None of us slept very well, but at least it’s morning. Our little guest house stirs with people in the dining area and we join them for breakfast of cappucino, cocoapuffs with boxed milk and sliced salami on hard rolls. Ca’riccio
is a 7-room guest house that’s very adequate, if simple. In high season (It’s Easter week) we feel fortunate to have a decent place that’s affordable. (I think this was about $200/night for 4 people)
Venice isn’t laden with activities and destinations you need to hit on a rapid-fire itinerary. Like Bruges or Salzburg, it’s a European town that’s about atmosphere and charm. And the lines between authentic and reproduction are blurred. It’s both a tourist trap and a living museum. I have to wonder if Disney models it, or it models Disney
. But it’s fun nonetheless.
We begin our walk with no particular destination in mind; winding south toward the bay and the Piazza San Marco. Emma and Lily are giggly with excitement. They form a 2-girl conga line and dance through the alleys and streets. Emma is a little disappointed that we walk everywhere, she thought there were no streets whatsoever – only canals and boats. But the windy passageways, foot bridges and canals are still exciting to roam for a kid.

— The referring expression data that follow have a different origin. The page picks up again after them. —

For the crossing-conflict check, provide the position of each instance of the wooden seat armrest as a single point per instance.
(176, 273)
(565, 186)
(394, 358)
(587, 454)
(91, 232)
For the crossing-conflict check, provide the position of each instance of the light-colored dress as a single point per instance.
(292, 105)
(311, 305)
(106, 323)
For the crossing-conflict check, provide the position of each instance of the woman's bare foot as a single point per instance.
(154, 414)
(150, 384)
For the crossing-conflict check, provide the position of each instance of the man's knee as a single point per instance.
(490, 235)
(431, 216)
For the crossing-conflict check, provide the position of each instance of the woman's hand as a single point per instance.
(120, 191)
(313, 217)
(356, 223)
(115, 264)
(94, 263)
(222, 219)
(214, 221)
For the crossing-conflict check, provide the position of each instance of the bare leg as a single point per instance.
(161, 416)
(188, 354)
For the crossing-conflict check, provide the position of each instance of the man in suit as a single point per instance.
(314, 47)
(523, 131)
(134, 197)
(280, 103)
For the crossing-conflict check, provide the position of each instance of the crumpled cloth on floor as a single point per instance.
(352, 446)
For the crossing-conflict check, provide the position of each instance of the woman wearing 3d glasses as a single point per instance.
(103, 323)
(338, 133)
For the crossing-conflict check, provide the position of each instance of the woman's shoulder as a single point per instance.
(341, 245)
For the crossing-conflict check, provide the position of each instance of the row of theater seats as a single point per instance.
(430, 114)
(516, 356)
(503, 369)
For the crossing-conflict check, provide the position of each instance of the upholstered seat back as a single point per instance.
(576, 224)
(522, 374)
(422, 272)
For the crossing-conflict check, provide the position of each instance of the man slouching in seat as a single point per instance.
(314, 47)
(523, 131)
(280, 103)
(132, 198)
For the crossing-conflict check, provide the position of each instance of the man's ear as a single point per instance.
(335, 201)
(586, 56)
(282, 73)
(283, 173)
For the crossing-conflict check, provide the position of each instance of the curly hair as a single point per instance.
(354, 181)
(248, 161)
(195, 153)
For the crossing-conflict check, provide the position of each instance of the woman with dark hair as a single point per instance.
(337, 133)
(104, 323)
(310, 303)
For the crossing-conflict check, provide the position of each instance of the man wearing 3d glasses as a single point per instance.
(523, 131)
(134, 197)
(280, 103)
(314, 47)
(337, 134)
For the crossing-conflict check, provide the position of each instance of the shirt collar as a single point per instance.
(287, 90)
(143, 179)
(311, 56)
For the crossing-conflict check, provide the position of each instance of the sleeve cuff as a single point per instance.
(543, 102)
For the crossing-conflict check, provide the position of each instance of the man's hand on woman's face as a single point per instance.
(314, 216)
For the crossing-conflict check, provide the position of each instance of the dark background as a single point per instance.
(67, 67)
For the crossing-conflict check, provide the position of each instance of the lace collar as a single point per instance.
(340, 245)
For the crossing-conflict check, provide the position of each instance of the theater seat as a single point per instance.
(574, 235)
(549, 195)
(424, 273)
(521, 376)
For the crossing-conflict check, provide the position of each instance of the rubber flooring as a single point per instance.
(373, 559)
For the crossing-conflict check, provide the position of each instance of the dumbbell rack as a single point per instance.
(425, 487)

The stores are just opening, it’s about 9:30am. We’re in an area that feels like a luxury mall with typical European high-fashion stores. We find an odd one called Fiorella gallery where Trish tries on an ankle length silver velvet coat with hand-painted skulls. It’s so her, but heart-breakingly, it’s just not affordable ($1100 lol.) It stays on the rack.
We reach the main square and the thick line for the basilica San Marco are at least 150 yards long. The bell tower next door is about the same. Apparently the tour groups get an early start on the main attractions in Venice. The Creekmores rarely stand in a line that long. It’s one of our rules. Instead we head toward the bay and hop on a busy water bus back north along the grand canal.
We hop off a Academie, where there are a few museums. The Peggy Gugenheim is closed on Mondays and we do the instead. The girls are surprisingly happy to wander the portraits and religious art, especially the creepy pictures of men holding skulls and beheaded enemies. Amidst a throng of tourists, the girls find a man walking two pugs and stop traffic as they play adorably with the little dogs.
Venice is the home and birthplace of Vivaldi. There are performances of Le Quattro Stagioni playing daily somewhere in Venice. We happen on an exhibition of ancient string instruments that fascinates Emma, who began playing th violin this year in school. Lutes, Lira, harps cellos and violins of all sizes and engineering were on display.
Back at San Marco square, we wait in a much diminished line to go up the tallest tower in Venice, to see the view of the city. It’s worth it, although the sky is darkening and Lily begins to tire out. Venice is constructed on a series of over a hundred islands in a lagoon formed at the top of the adriatic sea and the mouth of the Po river. It’s tiny, with only 60,000 residents in the center city (and about an equal number of toursts daily.) It’s amazing that such a small, challenged, city was the center of world trade and power for so many centuries.
Lily is officially in a full meltdown, providing our cue to get the hell out. We move in high-speed back to the hotel, stopping only to scarf down a few pizzas at one nearby trattorias. Sleep comes quickly and hard for us all. I finally get Lily and Emma up around 6pm, and we all feel refreshed for the first time this trip. The hotel has fixed the internet connection too, so Trish and I can connect with the blog and post.
Toward evening we head to Osteria Vivaldi; a dark corner restaurant with great carpaccio. We have been very fortunate with food so far; keep the recommendations coming! The light drizzle turns to a downpour on the long walk back. The grand canal sloshes up on the streets. Even in the cold, we stop for gelatto at the local crepe stand.
Trish falls asleep quickly. The girls and I get to bed later. After I turn out the lights, I hear Lily whisper to Emma that she is afraid, and asks if she could sleep with her. Emma warmly invites Lily to lie down next to her on her tiny bed, and waits until Lily is safely asleep to take the free bed. It’s a selfless display of unconditional sisterly love. Nothing in Venice can top a moment like that.